A summer residence designed by En Route Architecture for a single person, Diagonal House is situated within a secluded natural area of the Greek Cycladic Island of Kea. The strong topographical changes of the surrounding landscape represent, at the same time, the conceptual source and guideline for the architectural idea.
The house—placed diagonal to the topography slope—is organised as a subdivided square with alternating enclosed and open spaces. Windows and structural elements create cinematic frames of the surrounding landscape, the Aegean Sea and neighbouring islands. Due to the steep topography, the backside of the house is submerged within the landscape, while its front is oriented towards the main view. The home is therefore protected from harsh climatic conditions, such as high temperatures and strong winds. All house support functions, such as the bathrooms and kitchen, are placed towards the backside and transitioning corridor. Through this free-flowing layout, the inhabitant can enjoy multiple views within the house and towards the landscape.
Exposed concrete as a structural and visual frame is intended as a contemporary interpretation of a traditional stone house. This reinterpretation of conventional building intelligence is also related to the integration of passive techniques for heating, cooling, and storing water. Such techniques thereby allow for a higher degree of energy efficiency and independence. Small windows oppose large openings with operable shutters that are located in the alternating courtyards and rooms. This juxtaposition does not require air-conditioning but allows for cross ventilation from the prevailing winds through the enclosed and open spaces. Thereby keeping the house cool throughout the year and warm during the colder periods. The house's roof is used to collect rainwater in submerged tanks and re-used in the house as filtered water.
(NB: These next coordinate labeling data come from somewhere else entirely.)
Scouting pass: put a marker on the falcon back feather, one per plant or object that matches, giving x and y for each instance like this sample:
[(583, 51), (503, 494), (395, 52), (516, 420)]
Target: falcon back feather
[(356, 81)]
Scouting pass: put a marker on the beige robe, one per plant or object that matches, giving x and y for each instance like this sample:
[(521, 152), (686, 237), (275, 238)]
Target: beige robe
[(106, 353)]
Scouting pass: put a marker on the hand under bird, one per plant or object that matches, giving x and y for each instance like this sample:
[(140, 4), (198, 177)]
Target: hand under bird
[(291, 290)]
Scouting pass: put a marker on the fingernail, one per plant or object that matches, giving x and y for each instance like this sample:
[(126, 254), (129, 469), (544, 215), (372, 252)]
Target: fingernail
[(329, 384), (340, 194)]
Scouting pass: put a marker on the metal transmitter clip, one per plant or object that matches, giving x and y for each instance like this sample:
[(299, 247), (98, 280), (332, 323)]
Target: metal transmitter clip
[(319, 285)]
Diagonal House is part of an architectural trilogy consisting of Parallel, Diagonal, and Perpendicular houses. This trilogy is based on a study on how summer residences with the minimum necessary spaces can relate to their immediate context simply and beneficially. The study, therefore, represents an iteration of three houses that each have an optimal yet different relationship to their specific topography and landscape. The Diagonal House and Parallel House have been successfully completed, while the Perpendicular House is currently preparing for construction.
Similar to the design of its neighbouring houses, Diagonal House was conceived and constructed as a solid yet minimal contrast to its idyllic surrounding landscape.